Allele diversity in the wheat cultivars in Qinghai, China

GY448 is planted widely in Qinghai, China, and is also one of the main parents for new spring wheat cultivar breeding in Qinghai, China. In this study, 42 spring wheat cultivars were collected, while 23 and 19 wheat cultivars showed an awnless phenotype and an awned phenotype, respectively (Supplemental Table S5). All 23 wheat cultivars with an awnless phenotype contained a 25-bp deletion in the promoter region, which was the same as that in GY448 (Figure 3).

Figure 3. Polymorphism analysis using marker ALI-1p in the spring wheat cultivars in Qinghai, China.

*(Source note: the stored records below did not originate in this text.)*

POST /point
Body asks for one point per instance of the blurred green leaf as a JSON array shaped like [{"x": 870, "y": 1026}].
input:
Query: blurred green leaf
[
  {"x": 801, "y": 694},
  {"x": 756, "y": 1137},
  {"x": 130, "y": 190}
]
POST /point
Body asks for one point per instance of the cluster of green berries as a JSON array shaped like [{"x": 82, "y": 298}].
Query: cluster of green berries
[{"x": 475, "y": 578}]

In Western China, several special landraces exist because of the reclusive environment in high mountains; e.g. Yunnan hulled wheat (Triticum aestivum ssp. Yunnanense, AABBDD), Tibetan wheat (T. aestivum ssp. tibetanum Shao) and Xinjiang wheat (T. petropavloski Udats et Migusch) [33]. The wheat landrace contains some particular traits. Yunnan hulled wheat contains the hulled trait, which could be obtained in other regions. Moreover, Yunnan hulled wheat also contains some rare variations in the grain hardness gene. Qinghai province is linked to Tibet and Xinjiang geographically. The geographic environment is similar to that in Tibetan and Xinjiang provinces. The awnless trait is the favorite trait in this region because the awns can puncture the skin and stab the oral cavity of sheep and cattle. The artificial selection of the awnless trait might induce the mutation of major genes relative to the awnless trait. Unfortunately, the major gene controlling the awnless trait of GY448 resided in the same region as B1. B1 was identified to encode C2H2 zinc finger protein, causing cell proliferation stagnation and cell number reduction and suppressing awn development [14–16]. B1 was responsible to the awnless trait in GY448. In addition, 23 wheat cultivars with the awnless trait in Qinghai, China, also contained a 25-bp deletion, suggesting that B1 was vital in the awnless trait in Qinghai, China. The findings of this study can guide the breeding of new cultivars with the awnless trait in Qinghai, China.

Conclusions

Bulked QTL-Seq analysis was carried out to identify the candidate gene of the awnless trait in an RIL population (GY448/GY115 cross). The results demonstrated the candidate region was located on chromosome 5AL, and contained 334 genes and 394 transcripts. B1, the major gene controlling the awnless trait, was responsible to the awnless trait in GY448. A 25-bp indel of the B1 promoter region has a diagnostic value for the awnless/awned genotypes in the RIL population and 42 spring wheat cultivars. B1 is crucial in the awnless trait in wheat cultivars in Qinghai, China. The findings of this study might guide the breeding of new wheat cultivars in this region.

Disclosure statement

The authors have declared that no competing interests exist.

Additional information

Funding

This study was financially supported by the Project of Qinghai Science and Technology Department (2019-ZJ-982Q, 2020-SF-132), West Light Talent Program of the Chinese Academy of Sciences, the Strategic Priority Research Program of the Chinese Academy of Sciences (XDA24030102-4).